I noticed that in Learner class, when set true_wd==True, wd means weight decay. How to set L2 regularization in such case?

My understanding of AdamW is it seperates weight decay and L2, so that they are two different parameters in AdamW. Correct me if I’m wrong.

Thanks a lot!

sgugger · January 26, 2019, 7:59pm

By default you can only use one or the other (with true_wd=True or False). If you want to use both at the same time, you should subclass OptimWrapper.

heavywater · January 27, 2019, 2:46am

Thanks @sgugger. I’m not sure if wd can replace l2. Is it useful to tune both of them simutaneously?

sgugger · January 27, 2019, 4:08am

I have no idea, I thought that was your question.
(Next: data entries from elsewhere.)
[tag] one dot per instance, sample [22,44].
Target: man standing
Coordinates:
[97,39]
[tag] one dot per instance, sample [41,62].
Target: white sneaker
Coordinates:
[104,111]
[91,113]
heavywater · January 28, 2019, 3:26am

If they are two different parameters, both of them should be in the function. Now case is they are exclusive. I need to read the paper to find this. Thanks!

champs.jaideep · April 12, 2019, 6:41am

YOu may want to read this out… which says that why was there a need to separate the L2 reg (which was the way to perform regularization in classic SGD or Batch Gd with batch >1) . Weight decay and L2 reg were one and the same thing as long as we use Classic SGD but when we use sophisticated optimizers like Adam and SGD with momemtum there is subtle diff . Read out the link we also have a link to fastai blog explaining these things.

In short we take out (decouple) L2 term or weight decay term from Moving avg calculation which the calculation that happens while doing backward propagation and add this this term right at the time we ready to perform the Step that is weight update.
w= w-lr(moving avg.g + wd*w)

Experts can correct me if making any mistake.